To develop a vaccine candidate against edema disease by combining three selected antigens of F18(+) Shiga toxin-producing Escherichia coli (STEC).
Genetically engineered Salmonella Typhimurium (ST) ghosts that express Stx2eB, FedF, and FedA were individually inserted in a ghost plasmid cassette (pJHL184), and the resultant plasmids were transformed into a Δasd Δlon ΔcpxR ST (JOL912). The individual expression of Stx2eB, FedF, and FedA with the outer membrane protein A signal peptide in JOL912 was validated by using an immunoblotting assay.
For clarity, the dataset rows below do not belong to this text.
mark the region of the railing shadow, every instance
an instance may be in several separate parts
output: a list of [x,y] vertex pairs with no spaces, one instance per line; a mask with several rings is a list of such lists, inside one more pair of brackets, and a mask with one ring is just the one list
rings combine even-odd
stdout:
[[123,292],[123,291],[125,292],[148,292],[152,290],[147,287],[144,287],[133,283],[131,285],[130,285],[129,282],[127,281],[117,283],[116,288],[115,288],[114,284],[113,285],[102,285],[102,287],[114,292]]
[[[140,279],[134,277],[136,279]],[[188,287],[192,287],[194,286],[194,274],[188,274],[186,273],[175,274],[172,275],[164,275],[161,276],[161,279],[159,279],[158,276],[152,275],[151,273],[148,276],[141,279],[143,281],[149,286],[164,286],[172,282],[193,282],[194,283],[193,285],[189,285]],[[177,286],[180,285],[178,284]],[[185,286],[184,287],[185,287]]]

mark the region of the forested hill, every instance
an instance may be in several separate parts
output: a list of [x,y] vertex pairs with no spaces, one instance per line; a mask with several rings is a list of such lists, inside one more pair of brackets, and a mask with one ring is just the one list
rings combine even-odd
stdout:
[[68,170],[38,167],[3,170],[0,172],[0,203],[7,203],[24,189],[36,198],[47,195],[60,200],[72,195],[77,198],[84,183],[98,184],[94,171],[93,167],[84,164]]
Immunization of the ghosts in BALB/c mice led to a significant increase in antigen-specific secretory IgA and serum IgG. Significantly marked elevation of the CD3(+)CD4(+) T cell subpopulation and lymphocyte proliferating activity in the primed splenocytes were also observed. Furthermore, mRNA of IL-4 and IFN-γ were highly upregulated in splenic T cells that were re-stimulated in vitro with individual purified antigens. Subsequently, the immunized mice showed significant protection efficacy against a lethal dose 50 of a virulent strain, resulting in approximately 85% and 92% survival rates in mice with a single- and double-dose immunization, respectively compared to only 40% of the non-immunized controls.
A mixture of the ghosts expressing these three antigens is a potential vaccine candidate for protection against the porcine edema disease.